# I have an idea for a novel but i need advise on medieval structure for my world.



## Cosmolien (Nov 12, 2012)

I am currently planning a new novel. I have read allot of fantasy but now i would like to write my own. For copyright purposes i do not want to post my idea but however if you agree to help me create a medieval structure then i would be happy to let you in on part of my idea. I need to create a war type scenario that can quickly be interrupted. This would then cause chaos, and then the opposite sides (however many) would all race to achieve one goal. 

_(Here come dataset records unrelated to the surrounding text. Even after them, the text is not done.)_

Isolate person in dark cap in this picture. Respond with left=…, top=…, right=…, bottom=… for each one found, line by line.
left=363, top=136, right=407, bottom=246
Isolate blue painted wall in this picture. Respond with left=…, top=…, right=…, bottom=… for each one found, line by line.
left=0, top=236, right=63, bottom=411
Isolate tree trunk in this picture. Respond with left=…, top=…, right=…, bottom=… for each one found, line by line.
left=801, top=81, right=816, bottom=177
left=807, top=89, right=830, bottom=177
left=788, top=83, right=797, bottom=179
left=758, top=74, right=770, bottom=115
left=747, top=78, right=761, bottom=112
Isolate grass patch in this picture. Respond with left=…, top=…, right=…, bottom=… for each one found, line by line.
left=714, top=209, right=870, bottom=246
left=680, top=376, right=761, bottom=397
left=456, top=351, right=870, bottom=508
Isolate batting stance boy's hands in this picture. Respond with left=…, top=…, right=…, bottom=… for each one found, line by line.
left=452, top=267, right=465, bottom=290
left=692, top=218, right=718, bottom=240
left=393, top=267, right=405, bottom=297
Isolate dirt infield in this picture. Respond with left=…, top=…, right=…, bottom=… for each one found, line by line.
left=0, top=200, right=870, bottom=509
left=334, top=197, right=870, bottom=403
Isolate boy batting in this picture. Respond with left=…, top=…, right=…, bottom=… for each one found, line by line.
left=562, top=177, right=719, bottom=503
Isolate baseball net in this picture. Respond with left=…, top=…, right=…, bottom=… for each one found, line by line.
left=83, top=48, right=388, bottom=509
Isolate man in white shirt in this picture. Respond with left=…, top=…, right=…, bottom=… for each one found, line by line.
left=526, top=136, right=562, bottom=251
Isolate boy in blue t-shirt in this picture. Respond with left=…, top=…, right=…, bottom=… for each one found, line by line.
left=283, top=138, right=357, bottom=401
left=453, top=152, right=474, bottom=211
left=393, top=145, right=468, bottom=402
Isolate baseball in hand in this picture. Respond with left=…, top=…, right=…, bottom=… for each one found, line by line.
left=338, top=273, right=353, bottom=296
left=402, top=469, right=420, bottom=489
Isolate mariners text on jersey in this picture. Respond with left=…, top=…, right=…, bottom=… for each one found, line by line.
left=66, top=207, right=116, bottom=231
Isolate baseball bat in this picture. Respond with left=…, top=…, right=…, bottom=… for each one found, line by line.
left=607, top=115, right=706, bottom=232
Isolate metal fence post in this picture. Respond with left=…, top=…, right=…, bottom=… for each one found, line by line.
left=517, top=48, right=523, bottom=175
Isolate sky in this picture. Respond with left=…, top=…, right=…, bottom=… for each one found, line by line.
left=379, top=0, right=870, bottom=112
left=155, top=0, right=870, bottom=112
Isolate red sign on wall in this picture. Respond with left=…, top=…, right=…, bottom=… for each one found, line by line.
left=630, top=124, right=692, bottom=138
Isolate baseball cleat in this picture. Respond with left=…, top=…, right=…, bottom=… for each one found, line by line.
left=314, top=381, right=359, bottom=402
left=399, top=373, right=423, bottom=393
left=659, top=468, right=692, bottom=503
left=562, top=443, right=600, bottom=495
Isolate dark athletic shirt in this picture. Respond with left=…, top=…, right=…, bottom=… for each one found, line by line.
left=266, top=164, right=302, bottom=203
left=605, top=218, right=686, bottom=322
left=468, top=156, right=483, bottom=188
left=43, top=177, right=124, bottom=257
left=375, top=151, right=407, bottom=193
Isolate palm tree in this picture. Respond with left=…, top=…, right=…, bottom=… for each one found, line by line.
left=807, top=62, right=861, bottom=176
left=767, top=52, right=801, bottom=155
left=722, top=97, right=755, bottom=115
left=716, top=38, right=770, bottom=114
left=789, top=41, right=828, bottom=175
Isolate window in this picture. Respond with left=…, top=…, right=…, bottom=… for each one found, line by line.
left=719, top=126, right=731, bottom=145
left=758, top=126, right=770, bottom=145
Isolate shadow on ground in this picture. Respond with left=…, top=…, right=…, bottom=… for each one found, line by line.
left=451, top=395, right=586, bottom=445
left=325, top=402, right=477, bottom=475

I am new to writing fantasy so please don't criticize me unless it is constructive.

If anyone could help i would be very grateful


----------



## ThinkerX (Nov 12, 2012)

Without something more to start from, I doubt we can help much.  

At this point, you need to be worrying about character, story, and plot, NOT copyright.


----------



## Barsook (Nov 12, 2012)

Kevin O. McLaughlin said:


> Might be remembering it wrong. You can't copyright an idea. You can copyright the expression of an idea. So your finished chapters, as soon as you write them, are covered by copyright law. No one else can scan a Harry Potter book and sell it (legally, anyway). But I could write a book about a boy who discovers he had magical powers and goes to a school to learn how to use them before facing down an evil wizard. The ideas in a book are never protected. The words you use to tell a story are. See the difference?



From this topic: http://mythicscribes.com/forums/publishing/6126-blogs-ideas-getting-publishing.html  That should clear up some copywrite issues on ideas.  Please post the idea so we can give feedback.


----------



## JonSnow (Nov 12, 2012)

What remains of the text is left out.